What we know about the speech
By MIKE ALLEN | 09/05/09 12:14 PM
1) There will be a President’s Plan, even if they don’t call it that. We’ll be able to list bullet points of what’s on the table, and what he thinks warrants further debate, such as cost and pay-fors.
2)
He will not confront or scold the left. "This is a case for bold action, not a stick in the eye to our supporters," said an official involved in speech preparation. "That’s not how President Obama thinks.
The politics of triangulation don’t live in this White House." 3) He will make an overture to Republicans: "He will lay out his vision for health reform – taking the best ideas from both parties, make the case for why as a nation we must act now, and dispel the myths and confusion that are affecting public opinion," the aide said.
4)
His comments on a public option are evolving this weekend after heavy blowback from the left about his intention to omit an insistence on it from his plan. Liberal congressional leaders were unyielding on a conference call yesterday, and he's going to meet with them at the White House early next week. Obama's aides want to thread the needle of being supportive of a public option -- even suggesting he will fight for it -- without promising to kill health reform to get it. The left hates the formulation: "We have been saying all along that the most important part of this debate is not the public option, but rather ensuring choice and competition. There are lots of different ways to get there." So look for the president to hit the gas harder, along the lines of: "He has consistently said that he thinks the public option is an important way to make sure that their both cost and competition control. He’s also said consistently that if someone can show him a better way or another way to get there, he’d be happy to look at it. But he’s never committed to going with another way. He’s always said he’d be happy to look at any proposal that gets to these goals, but that he thinks this is probably the best better way to do it."

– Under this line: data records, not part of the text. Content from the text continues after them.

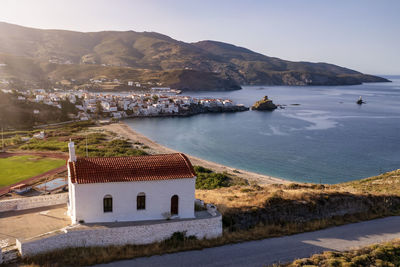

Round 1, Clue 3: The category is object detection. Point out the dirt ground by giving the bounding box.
[0,204,71,247]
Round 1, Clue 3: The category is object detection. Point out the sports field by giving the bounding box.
[0,155,65,188]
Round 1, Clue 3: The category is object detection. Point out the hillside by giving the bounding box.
[0,91,69,130]
[0,22,387,90]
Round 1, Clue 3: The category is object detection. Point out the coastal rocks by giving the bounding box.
[357,96,366,105]
[251,96,277,110]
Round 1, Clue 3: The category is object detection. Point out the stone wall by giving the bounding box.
[0,193,68,212]
[17,213,222,257]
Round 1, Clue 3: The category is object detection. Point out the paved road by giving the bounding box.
[99,216,400,267]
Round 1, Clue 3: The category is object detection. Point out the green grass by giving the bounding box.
[0,156,65,187]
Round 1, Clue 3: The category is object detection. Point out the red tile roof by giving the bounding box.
[68,153,196,184]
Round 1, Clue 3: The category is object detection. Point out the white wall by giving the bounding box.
[0,193,68,212]
[73,178,196,223]
[17,214,222,257]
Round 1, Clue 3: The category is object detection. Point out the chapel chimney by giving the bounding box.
[68,139,76,162]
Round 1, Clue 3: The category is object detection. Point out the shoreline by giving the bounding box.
[100,122,291,184]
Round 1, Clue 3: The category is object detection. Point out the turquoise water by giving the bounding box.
[126,76,400,183]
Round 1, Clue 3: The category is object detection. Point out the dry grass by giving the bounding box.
[282,240,400,267]
[331,169,400,195]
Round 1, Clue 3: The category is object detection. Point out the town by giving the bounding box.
[2,88,249,121]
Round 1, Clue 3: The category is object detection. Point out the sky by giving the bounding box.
[0,0,400,75]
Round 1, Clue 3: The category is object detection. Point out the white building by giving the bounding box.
[68,142,196,223]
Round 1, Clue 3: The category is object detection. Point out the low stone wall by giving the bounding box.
[0,193,68,212]
[17,213,222,257]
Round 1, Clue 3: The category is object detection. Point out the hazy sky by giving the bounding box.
[0,0,400,74]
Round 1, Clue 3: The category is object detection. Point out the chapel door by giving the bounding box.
[171,195,179,215]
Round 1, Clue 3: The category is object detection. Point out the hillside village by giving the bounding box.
[2,88,248,121]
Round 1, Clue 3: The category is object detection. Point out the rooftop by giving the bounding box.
[69,153,196,184]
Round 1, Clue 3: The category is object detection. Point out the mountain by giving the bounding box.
[0,22,388,90]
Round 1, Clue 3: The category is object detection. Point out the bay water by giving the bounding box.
[125,76,400,184]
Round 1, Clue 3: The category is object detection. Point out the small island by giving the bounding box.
[251,96,277,110]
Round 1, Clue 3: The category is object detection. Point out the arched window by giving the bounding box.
[171,195,179,215]
[136,192,146,210]
[103,195,112,212]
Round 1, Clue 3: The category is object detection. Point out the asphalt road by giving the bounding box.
[98,216,400,267]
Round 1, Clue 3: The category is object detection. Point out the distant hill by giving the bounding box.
[0,91,69,130]
[0,22,388,90]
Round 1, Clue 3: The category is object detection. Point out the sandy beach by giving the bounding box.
[102,122,289,184]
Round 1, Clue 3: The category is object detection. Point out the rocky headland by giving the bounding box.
[251,96,277,110]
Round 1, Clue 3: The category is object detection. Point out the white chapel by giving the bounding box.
[67,142,196,223]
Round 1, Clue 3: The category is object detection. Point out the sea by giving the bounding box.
[125,76,400,184]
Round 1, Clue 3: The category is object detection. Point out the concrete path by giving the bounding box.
[99,216,400,267]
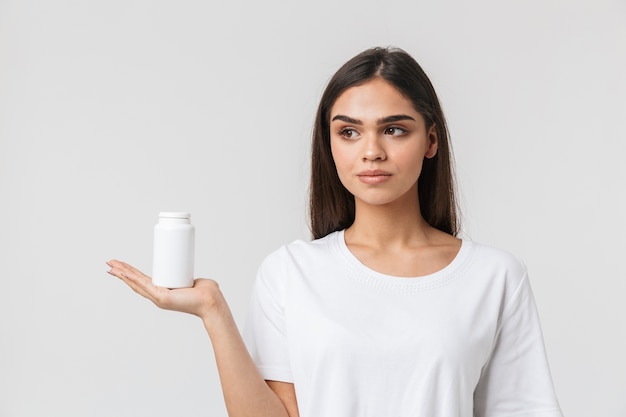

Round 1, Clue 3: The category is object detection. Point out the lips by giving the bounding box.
[357,169,391,184]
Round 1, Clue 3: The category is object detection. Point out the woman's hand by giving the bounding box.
[107,260,226,321]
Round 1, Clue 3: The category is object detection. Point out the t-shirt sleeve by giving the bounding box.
[243,250,293,382]
[474,274,562,417]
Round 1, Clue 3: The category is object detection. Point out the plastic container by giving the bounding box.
[152,212,195,288]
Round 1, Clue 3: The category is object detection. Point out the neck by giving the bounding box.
[346,193,434,246]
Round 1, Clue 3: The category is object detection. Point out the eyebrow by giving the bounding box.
[331,114,415,125]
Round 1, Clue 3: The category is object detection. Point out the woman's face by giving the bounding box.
[330,78,437,205]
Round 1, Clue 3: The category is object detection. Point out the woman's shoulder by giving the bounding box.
[463,239,528,288]
[262,232,341,267]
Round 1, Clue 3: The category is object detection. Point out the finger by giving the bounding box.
[107,260,162,305]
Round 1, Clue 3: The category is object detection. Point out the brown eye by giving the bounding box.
[384,127,406,136]
[339,128,357,139]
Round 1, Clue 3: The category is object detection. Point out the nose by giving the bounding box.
[363,135,387,162]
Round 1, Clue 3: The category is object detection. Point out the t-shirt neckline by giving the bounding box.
[330,230,472,292]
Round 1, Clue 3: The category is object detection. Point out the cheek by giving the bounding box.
[330,140,349,172]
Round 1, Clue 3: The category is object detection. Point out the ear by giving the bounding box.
[424,123,439,159]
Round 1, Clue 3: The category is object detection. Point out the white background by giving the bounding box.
[0,0,626,417]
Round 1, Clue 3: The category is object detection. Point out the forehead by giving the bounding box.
[330,78,419,120]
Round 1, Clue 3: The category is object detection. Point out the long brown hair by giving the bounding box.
[309,48,459,239]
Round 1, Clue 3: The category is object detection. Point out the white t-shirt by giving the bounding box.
[244,231,562,417]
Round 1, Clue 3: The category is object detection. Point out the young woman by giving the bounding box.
[108,48,561,417]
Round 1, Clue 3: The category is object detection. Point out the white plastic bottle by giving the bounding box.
[152,212,195,288]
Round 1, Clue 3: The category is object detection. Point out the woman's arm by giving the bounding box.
[107,260,298,417]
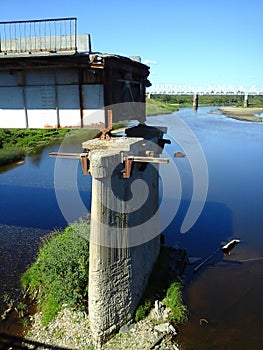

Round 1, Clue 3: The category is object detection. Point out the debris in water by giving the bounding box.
[174,152,185,158]
[221,239,240,255]
[199,318,208,326]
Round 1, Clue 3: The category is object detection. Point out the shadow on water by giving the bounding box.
[164,200,233,258]
[165,201,263,350]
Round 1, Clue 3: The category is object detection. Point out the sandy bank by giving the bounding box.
[218,107,263,122]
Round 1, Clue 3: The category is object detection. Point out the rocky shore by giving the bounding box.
[25,308,181,350]
[218,107,263,122]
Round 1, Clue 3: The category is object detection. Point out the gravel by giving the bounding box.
[26,308,183,350]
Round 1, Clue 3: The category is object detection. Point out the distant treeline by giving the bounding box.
[151,95,263,107]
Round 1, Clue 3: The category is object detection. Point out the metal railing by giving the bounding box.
[0,17,77,55]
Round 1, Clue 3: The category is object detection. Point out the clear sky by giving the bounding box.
[0,0,263,88]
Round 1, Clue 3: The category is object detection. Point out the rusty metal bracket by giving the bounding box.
[122,156,169,179]
[49,152,90,175]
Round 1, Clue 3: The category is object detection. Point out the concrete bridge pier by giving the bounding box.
[193,94,198,110]
[82,137,167,349]
[244,94,248,108]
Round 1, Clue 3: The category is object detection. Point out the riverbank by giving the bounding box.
[218,107,263,122]
[25,247,186,350]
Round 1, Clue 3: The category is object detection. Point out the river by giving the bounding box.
[0,107,263,350]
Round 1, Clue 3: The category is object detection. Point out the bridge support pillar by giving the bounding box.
[82,137,164,349]
[193,94,198,110]
[244,94,248,108]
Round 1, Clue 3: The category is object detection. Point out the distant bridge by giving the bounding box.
[146,84,263,95]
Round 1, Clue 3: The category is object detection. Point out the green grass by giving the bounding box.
[135,247,187,324]
[21,220,89,325]
[0,147,25,166]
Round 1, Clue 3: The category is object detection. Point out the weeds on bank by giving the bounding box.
[135,247,188,324]
[21,220,89,325]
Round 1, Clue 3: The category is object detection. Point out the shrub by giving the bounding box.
[21,220,89,325]
[135,299,152,322]
[163,282,187,323]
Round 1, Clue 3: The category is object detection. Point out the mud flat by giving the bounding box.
[218,107,263,122]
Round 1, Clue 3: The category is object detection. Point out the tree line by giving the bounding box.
[151,94,263,107]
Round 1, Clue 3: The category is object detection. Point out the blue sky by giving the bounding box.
[0,0,263,88]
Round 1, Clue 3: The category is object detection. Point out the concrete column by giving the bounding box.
[83,137,163,348]
[193,94,198,109]
[244,94,248,108]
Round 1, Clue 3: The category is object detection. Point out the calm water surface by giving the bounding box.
[0,107,263,350]
[150,108,263,350]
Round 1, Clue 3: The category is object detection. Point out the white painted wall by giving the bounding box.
[0,69,105,128]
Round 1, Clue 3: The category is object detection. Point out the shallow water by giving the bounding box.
[150,108,263,350]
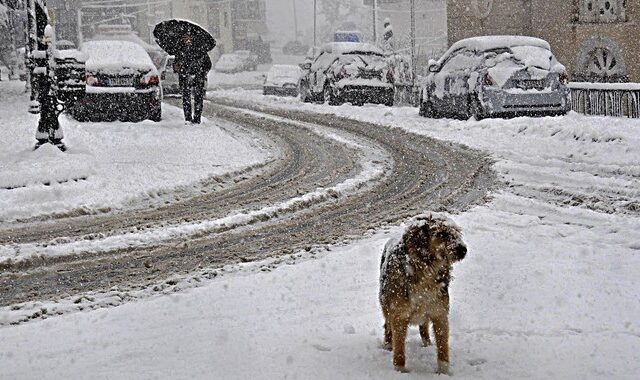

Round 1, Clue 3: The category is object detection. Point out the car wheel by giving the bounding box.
[384,92,393,107]
[299,84,311,103]
[418,94,435,118]
[469,95,485,121]
[149,106,162,122]
[322,84,338,106]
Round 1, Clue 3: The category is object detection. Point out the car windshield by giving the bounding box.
[267,66,300,79]
[219,54,240,63]
[82,41,155,70]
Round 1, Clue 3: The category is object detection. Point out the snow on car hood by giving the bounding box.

5) Some notes have circulated among top advisers, but there’s no true draft yet, because key decisions are being hashed out. Even the length is not yet set. "He has not made any final decisions about the ultimate form of his package," said another top official guiding speech preparation. "Anyone that tells you that he has is misinformed or extrapolating from conversations. He’s going to talk to a lot of people between now and next Wednesday. The president is in the process of deciding what his ultimate proposal will look like."
6) Also undecided: whether to follow up with nitty-gritty legislative language. "He has not made decisions about how he’s going to move this thing forward," said a top West Wing aide.
7) The speechwriters are on the West Coast for Ben Rhodes’ wedding, so the mother ship has a three-hour jump on them. Robert Gibbs said at his gaggle yesterday that the president is working on the speech over the weekend.